第5話 新人教育

 年寄りは朝が早いと相場が決まっている。まだ客になる冒険者は誰もいない。窓を開けると、朝のひんやりとした空気が体を包む。改めて制服を着てみると、ボタンが飛んでしまったせいで、胸回りが緩くなっている。既に女であることを意識していないアルテにとって、胸の谷間が見えることくらい何でもなかった。腕まくりをして、二の腕を見せるのとなんら変わりない感覚である。
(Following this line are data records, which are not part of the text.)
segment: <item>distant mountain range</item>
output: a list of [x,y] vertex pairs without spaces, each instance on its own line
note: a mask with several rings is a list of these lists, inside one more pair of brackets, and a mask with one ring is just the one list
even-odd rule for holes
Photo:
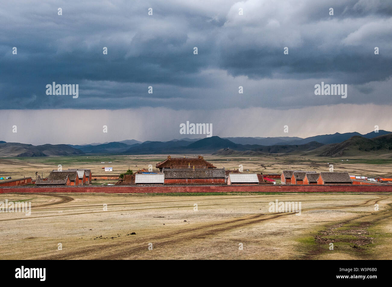
[[67,144],[43,144],[33,146],[19,143],[0,143],[0,156],[3,157],[46,157],[77,155],[84,154],[79,150]]
[[305,139],[296,137],[223,138],[216,136],[201,139],[185,138],[163,142],[147,141],[142,143],[131,139],[79,145],[47,144],[33,146],[1,141],[0,156],[41,157],[85,153],[212,153],[217,155],[238,155],[303,153],[336,157],[355,155],[363,152],[390,152],[389,149],[392,148],[391,137],[390,132],[380,130],[378,133],[372,132],[365,135],[357,132],[336,133]]

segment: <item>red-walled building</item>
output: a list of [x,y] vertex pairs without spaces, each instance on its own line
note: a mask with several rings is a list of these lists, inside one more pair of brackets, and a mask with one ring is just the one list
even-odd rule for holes
[[303,184],[303,179],[307,173],[315,173],[316,171],[294,171],[291,176],[291,182],[292,184]]
[[47,181],[41,179],[38,175],[36,185],[79,185],[79,176],[76,171],[53,171],[49,174]]
[[283,170],[280,175],[280,183],[282,184],[291,184],[291,177],[294,171],[303,171],[303,170]]
[[348,172],[320,172],[318,184],[352,184]]
[[83,168],[69,168],[68,170],[75,170],[79,177],[79,185],[91,184],[91,170]]

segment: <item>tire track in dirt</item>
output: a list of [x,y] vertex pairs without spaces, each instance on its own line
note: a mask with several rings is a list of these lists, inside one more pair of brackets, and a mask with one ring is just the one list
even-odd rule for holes
[[[380,199],[381,198],[380,198]],[[387,198],[387,197],[386,197],[385,198]],[[382,200],[382,199],[381,199]],[[373,199],[369,200],[366,202],[365,203],[363,204],[366,204],[366,203],[373,200]],[[215,206],[217,205],[233,205],[235,204],[238,204],[238,203],[233,202],[230,203],[213,203],[211,204],[201,204],[200,206]],[[123,205],[123,204],[122,204]],[[100,205],[99,206],[102,206]],[[350,205],[347,205],[345,206],[347,208],[350,207],[355,207],[356,206],[358,206],[356,204]],[[44,217],[53,217],[55,216],[67,216],[69,215],[78,215],[82,214],[92,214],[93,213],[108,213],[111,212],[123,212],[124,211],[139,211],[139,210],[149,210],[151,209],[166,209],[167,208],[181,208],[184,207],[189,207],[190,206],[188,204],[184,204],[182,205],[178,205],[178,206],[164,206],[161,207],[152,207],[152,208],[134,208],[132,209],[118,209],[116,210],[107,210],[106,211],[88,211],[87,212],[77,212],[73,213],[62,213],[62,214],[56,214],[53,215],[42,215],[40,216],[28,216],[25,217],[19,217],[18,218],[7,218],[6,219],[0,219],[0,222],[1,221],[8,221],[10,220],[18,220],[20,219],[32,219],[33,218],[43,218]],[[62,206],[61,208],[62,209],[64,209],[65,208],[68,208],[68,207],[66,206]],[[335,208],[336,209],[340,209],[343,208],[341,206],[334,206],[329,208],[323,208],[322,209],[334,209]],[[306,209],[303,209],[303,210],[305,210]],[[312,210],[312,209],[307,209],[309,210]]]
[[[367,205],[373,201],[376,203],[380,200],[388,198],[387,196],[381,196],[366,200],[358,204],[350,204],[332,208],[316,208],[303,209],[302,211],[319,209],[339,209],[350,207],[358,207]],[[222,222],[209,223],[196,227],[186,228],[171,232],[170,233],[163,233],[153,236],[134,237],[134,240],[122,241],[115,243],[95,245],[89,248],[82,247],[77,250],[63,254],[54,254],[39,258],[38,259],[81,259],[81,256],[89,256],[91,254],[102,253],[103,251],[109,253],[106,255],[97,255],[93,259],[114,259],[129,257],[137,251],[145,251],[147,243],[153,242],[154,245],[160,247],[175,244],[180,241],[191,240],[198,238],[205,237],[218,233],[222,231],[232,230],[254,224],[259,223],[283,216],[292,215],[294,213],[271,213],[270,215],[256,214],[248,215],[240,218],[225,220]],[[137,242],[135,243],[135,241]],[[144,243],[141,244],[140,242]]]
[[49,203],[40,204],[40,205],[34,205],[32,207],[33,208],[35,209],[37,208],[42,207],[42,206],[49,206],[56,205],[57,204],[60,204],[62,203],[66,203],[67,202],[69,202],[70,201],[72,201],[74,200],[74,199],[73,198],[67,195],[62,195],[58,194],[47,194],[45,195],[47,195],[48,196],[53,196],[54,197],[58,197],[61,199],[61,200],[58,201],[55,201],[54,202],[49,202]]

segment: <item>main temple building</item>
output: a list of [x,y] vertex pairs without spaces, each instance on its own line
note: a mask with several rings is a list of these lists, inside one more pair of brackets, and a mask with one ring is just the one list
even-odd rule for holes
[[162,172],[163,168],[216,168],[212,163],[204,160],[203,157],[199,155],[198,157],[172,157],[167,156],[167,158],[162,162],[156,164],[156,167]]

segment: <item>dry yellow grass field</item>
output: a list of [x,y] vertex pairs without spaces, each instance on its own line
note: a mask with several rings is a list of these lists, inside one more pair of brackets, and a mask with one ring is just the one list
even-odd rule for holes
[[[0,195],[5,199],[32,209],[0,213],[2,259],[392,258],[390,193]],[[270,212],[276,200],[301,202],[301,215]]]
[[[173,157],[196,157],[197,154],[172,155]],[[392,175],[392,159],[375,158],[326,158],[300,156],[238,157],[204,155],[207,161],[218,168],[227,169],[238,168],[241,165],[245,172],[280,173],[285,169],[329,171],[333,165],[336,171],[348,171],[350,174],[388,177]],[[72,157],[0,157],[0,177],[22,175],[35,178],[35,173],[47,176],[49,172],[57,170],[59,165],[63,170],[81,168],[91,170],[93,174],[119,174],[128,167],[134,171],[148,168],[152,165],[155,170],[157,162],[167,158],[167,155],[87,155]],[[347,161],[348,159],[348,161]],[[101,163],[102,162],[105,163]],[[113,171],[105,171],[103,166],[113,167]]]

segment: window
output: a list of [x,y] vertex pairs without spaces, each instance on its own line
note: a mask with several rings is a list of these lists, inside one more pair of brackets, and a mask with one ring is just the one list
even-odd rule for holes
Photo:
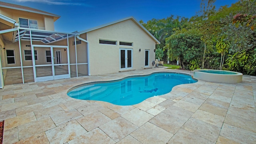
[[132,46],[132,42],[119,42],[119,45],[122,46]]
[[[82,40],[77,40],[76,41],[76,44],[82,44]],[[73,41],[73,45],[75,45],[75,41]]]
[[116,41],[100,40],[100,44],[116,45]]
[[46,50],[45,55],[46,56],[46,62],[52,62],[52,56],[51,55],[50,50]]
[[20,25],[29,26],[29,27],[26,28],[35,28],[35,27],[38,27],[37,20],[22,18],[19,18],[19,20]]
[[[37,51],[34,50],[34,53],[35,56],[35,60],[37,60]],[[32,52],[31,50],[24,50],[25,55],[25,60],[32,60]]]
[[6,50],[7,64],[15,64],[15,56],[14,50]]

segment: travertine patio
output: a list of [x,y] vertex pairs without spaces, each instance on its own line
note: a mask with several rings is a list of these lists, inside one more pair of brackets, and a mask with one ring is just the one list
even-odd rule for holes
[[163,71],[190,74],[153,68],[6,86],[0,89],[3,143],[255,143],[255,76],[236,84],[199,80],[130,106],[66,95],[85,83]]

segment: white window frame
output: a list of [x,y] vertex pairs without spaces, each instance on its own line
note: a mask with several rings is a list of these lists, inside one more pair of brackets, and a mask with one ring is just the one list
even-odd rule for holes
[[[46,52],[47,51],[50,51],[50,54],[51,54],[51,55],[50,56],[47,56],[46,54]],[[50,57],[51,58],[51,61],[49,62],[47,62],[47,57]],[[45,50],[45,61],[47,63],[52,63],[52,52],[51,51],[51,50]]]
[[[25,51],[30,51],[31,52],[31,54],[26,54],[25,53]],[[31,51],[32,50],[24,50],[24,59],[26,61],[30,61],[30,60],[32,60],[32,52]],[[36,54],[35,54],[35,51],[36,52]],[[34,58],[35,59],[35,60],[38,60],[38,56],[37,55],[37,50],[34,50]],[[27,60],[26,59],[26,56],[31,56],[31,60]],[[36,59],[35,58],[35,56],[36,56]]]
[[[7,56],[7,50],[12,50],[13,51],[13,56]],[[12,64],[8,64],[8,60],[7,59],[7,58],[14,58],[14,63]],[[14,50],[6,50],[6,61],[7,62],[7,64],[16,64],[16,60],[15,59],[15,51]]]
[[[19,21],[20,21],[20,18],[22,18],[23,19],[25,19],[25,20],[28,20],[28,27],[29,28],[30,28],[30,27],[34,27],[34,29],[35,29],[34,28],[36,28],[36,27],[38,27],[38,22],[37,21],[37,20],[32,20],[32,19],[27,19],[27,18],[19,18]],[[36,26],[31,26],[30,24],[30,20],[34,20],[36,22]]]
[[[130,43],[130,44],[132,44],[132,45],[131,46],[129,46],[129,45],[120,44],[120,42],[125,42],[125,43]],[[122,46],[133,46],[133,42],[128,42],[119,41],[119,45]]]
[[[100,40],[104,40],[104,41],[110,41],[110,42],[116,42],[116,44],[102,44],[100,42]],[[116,46],[117,45],[117,41],[116,40],[103,40],[103,39],[99,39],[99,44],[107,44],[107,45],[115,45]]]

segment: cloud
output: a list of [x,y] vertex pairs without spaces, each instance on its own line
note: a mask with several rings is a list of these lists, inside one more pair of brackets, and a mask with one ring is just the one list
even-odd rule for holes
[[46,4],[48,4],[59,5],[80,5],[90,7],[89,4],[83,2],[84,0],[12,0],[19,2],[34,2]]

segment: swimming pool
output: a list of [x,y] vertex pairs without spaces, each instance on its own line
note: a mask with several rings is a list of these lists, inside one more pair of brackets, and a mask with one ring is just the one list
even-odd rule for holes
[[176,86],[197,82],[189,75],[159,72],[129,76],[116,80],[85,84],[70,89],[67,94],[78,99],[102,101],[127,106],[168,93]]

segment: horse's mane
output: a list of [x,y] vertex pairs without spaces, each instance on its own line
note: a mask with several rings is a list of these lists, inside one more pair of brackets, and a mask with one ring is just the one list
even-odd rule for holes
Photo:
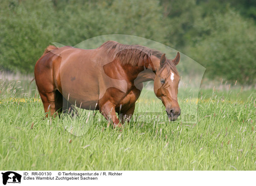
[[[130,64],[133,67],[143,65],[145,62],[151,55],[160,59],[163,53],[161,52],[139,45],[123,44],[116,41],[109,41],[104,43],[99,48],[103,48],[108,53],[113,50],[114,58],[118,58],[123,64]],[[175,73],[177,71],[172,60],[167,59],[168,64]]]

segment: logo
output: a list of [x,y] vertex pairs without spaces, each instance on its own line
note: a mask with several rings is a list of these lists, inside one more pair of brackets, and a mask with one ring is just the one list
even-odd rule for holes
[[20,183],[21,175],[12,171],[2,173],[3,174],[3,184],[6,185],[8,183]]

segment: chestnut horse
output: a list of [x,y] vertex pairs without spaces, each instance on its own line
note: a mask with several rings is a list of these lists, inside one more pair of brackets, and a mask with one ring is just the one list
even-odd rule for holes
[[50,45],[35,64],[35,78],[45,113],[53,116],[74,105],[99,110],[114,127],[125,121],[116,112],[128,121],[143,82],[153,80],[156,96],[174,121],[180,113],[175,67],[180,58],[178,52],[169,60],[156,50],[112,41],[93,49]]

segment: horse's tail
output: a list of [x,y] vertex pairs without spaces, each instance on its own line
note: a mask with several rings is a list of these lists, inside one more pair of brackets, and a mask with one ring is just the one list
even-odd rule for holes
[[47,47],[45,50],[44,50],[44,54],[45,54],[48,52],[51,52],[51,50],[55,50],[56,49],[58,49],[58,48],[53,45],[49,45]]

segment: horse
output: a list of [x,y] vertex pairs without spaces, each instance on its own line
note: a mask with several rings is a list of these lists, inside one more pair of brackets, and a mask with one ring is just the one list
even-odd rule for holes
[[179,52],[169,60],[158,50],[113,41],[92,49],[49,45],[35,65],[35,78],[47,117],[79,106],[99,110],[113,128],[122,127],[134,113],[143,82],[154,81],[155,95],[175,121],[180,114],[180,59]]

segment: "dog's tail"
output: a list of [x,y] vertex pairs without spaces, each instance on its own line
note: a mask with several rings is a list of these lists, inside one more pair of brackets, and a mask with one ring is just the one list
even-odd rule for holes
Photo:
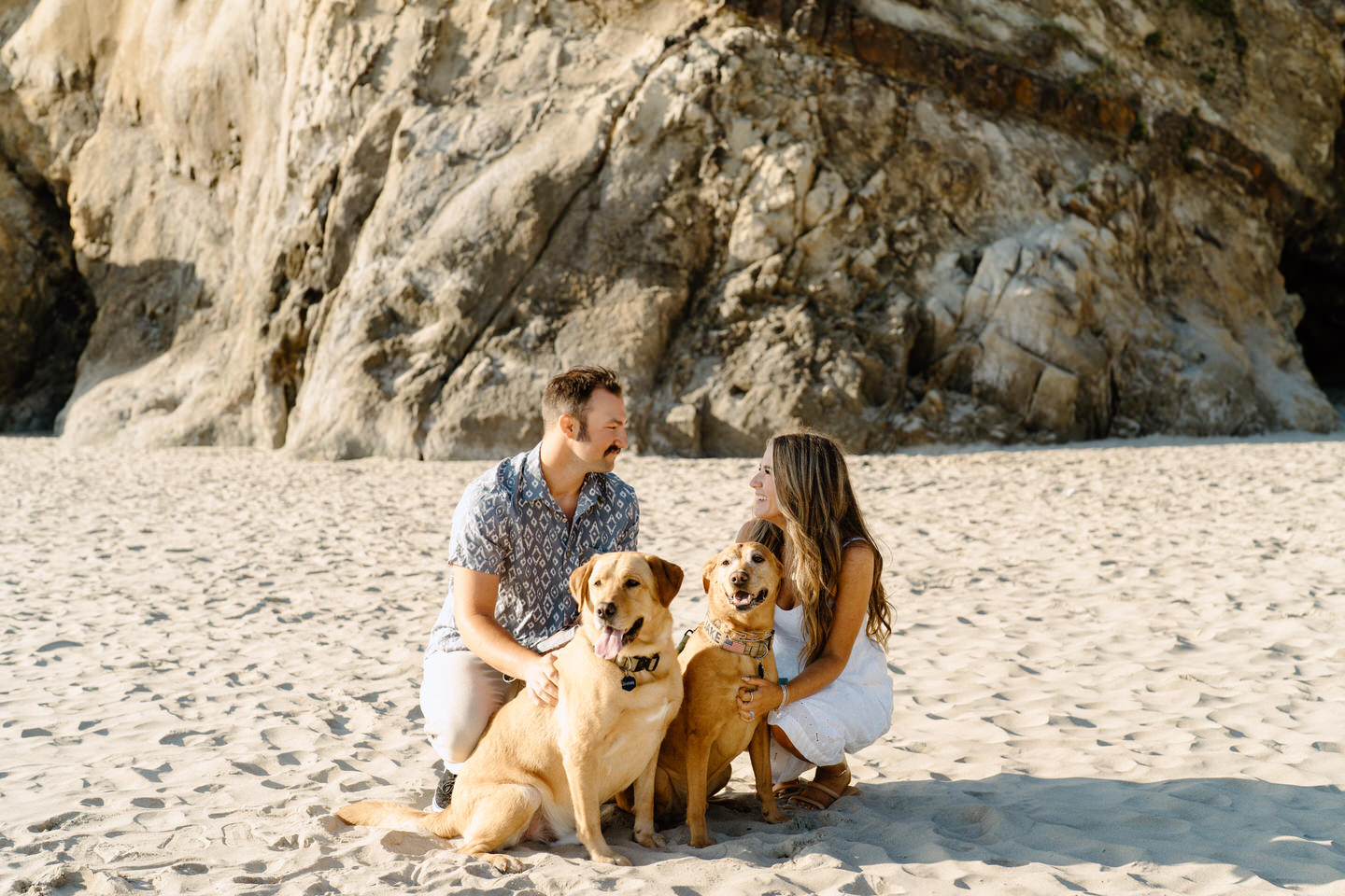
[[410,806],[398,806],[397,803],[362,802],[342,806],[336,810],[336,817],[347,825],[404,827],[409,822],[436,837],[448,838],[459,836],[457,825],[453,823],[452,806],[444,811],[421,811]]

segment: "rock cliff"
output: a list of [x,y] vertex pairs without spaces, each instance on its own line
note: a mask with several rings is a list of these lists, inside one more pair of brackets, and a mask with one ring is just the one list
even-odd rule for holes
[[1342,20],[0,0],[0,426],[492,457],[596,361],[646,451],[1330,430]]

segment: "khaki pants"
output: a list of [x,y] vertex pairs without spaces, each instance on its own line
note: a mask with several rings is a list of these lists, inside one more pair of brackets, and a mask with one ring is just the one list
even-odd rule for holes
[[523,681],[504,676],[469,650],[425,657],[421,713],[430,747],[453,772],[476,748],[486,723],[504,701],[523,689]]

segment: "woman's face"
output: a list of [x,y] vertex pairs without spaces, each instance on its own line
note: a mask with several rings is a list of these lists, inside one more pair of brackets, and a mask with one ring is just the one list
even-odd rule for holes
[[775,496],[775,470],[773,461],[771,458],[771,443],[765,446],[765,453],[761,454],[761,462],[757,465],[757,472],[748,485],[752,486],[753,497],[752,513],[759,520],[765,520],[768,523],[775,523],[779,527],[784,525],[784,513],[780,512],[780,502]]

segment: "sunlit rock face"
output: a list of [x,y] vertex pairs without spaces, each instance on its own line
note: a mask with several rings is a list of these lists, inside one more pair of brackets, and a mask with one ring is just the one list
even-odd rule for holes
[[494,457],[577,363],[659,453],[1325,431],[1336,19],[0,0],[0,215],[69,218],[0,277],[55,271],[81,443]]

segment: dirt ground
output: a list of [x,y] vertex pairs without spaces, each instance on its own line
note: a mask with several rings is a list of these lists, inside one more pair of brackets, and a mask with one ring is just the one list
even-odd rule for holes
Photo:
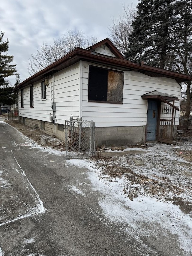
[[[5,122],[44,147],[65,150],[64,143],[60,140],[14,121]],[[126,145],[124,147],[131,150],[131,153],[128,151],[127,153],[124,150],[112,151],[112,147],[109,147],[104,151],[110,152],[109,156],[101,154],[91,161],[104,182],[117,182],[119,178],[125,181],[122,192],[131,201],[139,195],[147,195],[158,201],[171,201],[179,205],[184,213],[191,214],[192,145],[190,131],[178,135],[171,145],[161,143]],[[138,164],[138,161],[141,164]]]

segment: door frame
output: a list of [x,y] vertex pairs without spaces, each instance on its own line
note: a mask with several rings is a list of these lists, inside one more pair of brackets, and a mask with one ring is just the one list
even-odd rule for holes
[[154,140],[147,140],[147,116],[148,115],[148,101],[149,100],[151,101],[155,101],[157,102],[157,121],[156,122],[156,128],[155,129],[155,137],[154,140],[157,140],[157,134],[158,134],[158,118],[159,116],[159,102],[157,100],[155,100],[155,99],[148,99],[147,100],[147,123],[146,124],[146,128],[145,129],[145,141],[146,142],[146,141],[154,141]]

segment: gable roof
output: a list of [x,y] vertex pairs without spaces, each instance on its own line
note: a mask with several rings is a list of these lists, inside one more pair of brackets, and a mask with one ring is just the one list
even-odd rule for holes
[[92,51],[98,47],[99,47],[100,46],[101,46],[104,44],[105,44],[106,45],[110,51],[112,53],[116,58],[122,59],[125,59],[124,58],[120,52],[116,48],[112,42],[108,38],[106,38],[105,39],[102,40],[102,41],[100,41],[100,42],[95,44],[90,47],[88,47],[85,50]]
[[[116,57],[100,56],[92,51],[99,46],[106,44]],[[113,51],[112,52],[112,51]],[[34,83],[44,80],[52,73],[69,67],[80,60],[85,60],[122,70],[137,71],[153,77],[166,77],[175,79],[178,83],[191,81],[190,76],[162,68],[155,68],[141,63],[132,62],[125,59],[108,38],[106,38],[87,49],[77,47],[58,60],[30,77],[16,86],[14,90],[22,88]]]

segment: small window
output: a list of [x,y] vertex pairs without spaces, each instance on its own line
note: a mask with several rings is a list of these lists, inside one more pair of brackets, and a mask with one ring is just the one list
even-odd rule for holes
[[30,86],[30,107],[33,107],[33,86]]
[[23,107],[23,89],[21,90],[21,107]]
[[41,98],[46,99],[46,86],[44,80],[41,82]]
[[124,80],[123,72],[89,66],[88,101],[122,104]]
[[41,121],[41,130],[45,130],[44,121]]

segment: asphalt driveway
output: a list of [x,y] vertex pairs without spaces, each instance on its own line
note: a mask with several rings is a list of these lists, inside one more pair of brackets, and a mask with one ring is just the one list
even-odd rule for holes
[[[89,170],[69,166],[64,153],[37,146],[2,122],[0,154],[0,256],[185,255],[171,233],[162,244],[110,220]],[[77,183],[83,196],[74,191]]]

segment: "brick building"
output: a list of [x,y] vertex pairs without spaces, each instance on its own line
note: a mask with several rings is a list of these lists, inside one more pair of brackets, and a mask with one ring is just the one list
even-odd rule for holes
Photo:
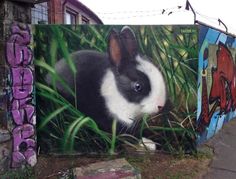
[[102,24],[101,19],[78,0],[49,0],[32,8],[32,24]]

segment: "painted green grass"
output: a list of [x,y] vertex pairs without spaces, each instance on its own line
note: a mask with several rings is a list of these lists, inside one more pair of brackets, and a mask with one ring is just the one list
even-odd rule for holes
[[[56,83],[76,99],[76,89],[71,89],[54,70],[57,59],[64,58],[76,74],[77,69],[70,53],[82,49],[106,52],[107,36],[111,26],[36,26],[34,53],[36,65],[36,95],[39,145],[64,153],[107,152],[115,153],[120,144],[137,146],[134,136],[108,134],[96,122],[83,115],[56,90]],[[122,28],[116,26],[116,28]],[[192,150],[195,138],[197,105],[197,32],[181,33],[177,26],[132,26],[140,51],[159,66],[168,90],[172,107],[156,117],[144,116],[141,132],[148,131],[160,150],[176,152]],[[44,77],[51,74],[52,85]],[[47,107],[45,108],[45,103]],[[153,122],[154,121],[154,122]],[[113,129],[116,126],[113,124]],[[52,142],[53,141],[53,142]],[[42,143],[41,143],[42,142]],[[48,143],[47,143],[48,142]]]

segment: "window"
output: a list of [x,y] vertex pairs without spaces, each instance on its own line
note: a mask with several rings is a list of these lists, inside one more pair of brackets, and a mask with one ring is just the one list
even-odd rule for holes
[[77,16],[76,13],[74,13],[70,10],[66,10],[65,24],[76,24],[76,16]]
[[82,16],[82,24],[89,24],[89,19],[85,16]]
[[31,9],[32,24],[48,24],[48,4],[47,2],[35,4]]

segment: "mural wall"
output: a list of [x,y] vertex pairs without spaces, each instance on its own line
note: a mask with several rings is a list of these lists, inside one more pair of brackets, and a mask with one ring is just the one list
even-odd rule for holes
[[42,153],[193,147],[196,26],[35,25],[33,34]]
[[[11,156],[9,167],[36,164],[36,114],[34,98],[34,67],[33,51],[31,48],[31,29],[28,25],[13,23],[10,26],[9,37],[6,37],[6,65],[2,66],[1,112],[0,122],[1,141],[6,136],[2,131],[11,134],[12,147],[1,148],[0,158],[7,153]],[[4,59],[1,59],[4,60]],[[4,76],[4,77],[3,77]],[[2,103],[3,102],[3,103]],[[2,144],[1,144],[2,145]],[[4,143],[3,145],[4,146]]]
[[200,26],[198,142],[212,137],[236,116],[236,38]]

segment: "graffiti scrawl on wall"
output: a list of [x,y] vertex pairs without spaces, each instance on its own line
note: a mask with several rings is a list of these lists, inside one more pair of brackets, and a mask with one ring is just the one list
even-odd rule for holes
[[201,26],[199,37],[199,142],[236,116],[236,39]]
[[10,68],[10,116],[13,120],[12,167],[36,164],[33,52],[28,25],[13,24],[6,44],[6,58]]

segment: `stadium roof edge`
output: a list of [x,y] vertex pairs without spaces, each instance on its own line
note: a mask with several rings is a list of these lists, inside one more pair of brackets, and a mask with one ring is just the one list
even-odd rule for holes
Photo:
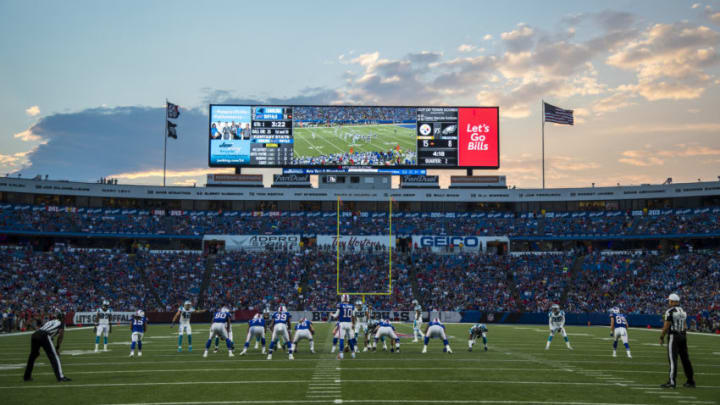
[[680,198],[720,195],[720,181],[640,186],[517,189],[278,189],[266,187],[184,187],[101,184],[74,181],[0,178],[0,192],[72,195],[103,198],[171,200],[334,201],[595,201]]

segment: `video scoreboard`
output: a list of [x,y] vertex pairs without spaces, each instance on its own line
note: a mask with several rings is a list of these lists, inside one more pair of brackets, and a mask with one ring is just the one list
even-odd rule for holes
[[498,107],[210,105],[210,166],[500,166]]

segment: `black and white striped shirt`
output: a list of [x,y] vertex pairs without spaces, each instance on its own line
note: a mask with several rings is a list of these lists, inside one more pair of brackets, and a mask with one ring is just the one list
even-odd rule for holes
[[60,329],[64,328],[65,325],[63,325],[62,322],[57,319],[53,319],[52,321],[45,322],[39,330],[47,333],[50,337],[55,337],[60,332]]
[[668,310],[665,311],[665,316],[663,318],[670,322],[670,333],[685,333],[687,330],[687,327],[685,326],[687,314],[681,307],[677,306],[668,308]]

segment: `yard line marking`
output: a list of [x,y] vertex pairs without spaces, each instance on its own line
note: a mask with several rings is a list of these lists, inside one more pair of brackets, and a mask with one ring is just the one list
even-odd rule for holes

「さて、受付といっても何をやればよいのかのぉ、全然見当がつかぬ」

「ふぁ~あ、おはようアルテちゃん。あなた早起きなのね」

「うむ、おはようレモネード……さん」


 眠い目をこすりながら階段を降りてくるレモネード。着ている制服はアルテのものとは違っている。落ち着いていて露出が少ない。


「ふむ、朝は得意なので我に任せよ」

「あそう。……でも何なのその胸は」

「うん? ああコレか、すまぬ。このお下がりじゃがの、ちょっと胸の辺りがきつかったものでな」


 ピキッ! とレモネードの額に青筋が現れた。


「……ま、まぁいいわ。今日の主役はアルテちゃん、あなたなんだから」

「主役? 我は補佐役ではないのか?」

「補佐だけど仕事を覚えてもらうには、まずは主役級に活躍してもらわなきゃねぇ~」

「そ、そうか。だが我に務まるかの……」

「務まるかの、じゃないわ、務めるのよ。何としても」


 レモネードはさっさとアルテに仕事を押し付けて、ゆっくり休暇を取りたかった。特にここ最近は登録者数が増えたこともあって、受付は破滅的な忙しさだった。休暇を取るためには、何としてもアルテに仕事を丸投げしなければならない。丸投げした上でそれを余裕綽々よゆうしゃくしゃくで管理する。一刻も早く、都合のよい手下になって欲しかった。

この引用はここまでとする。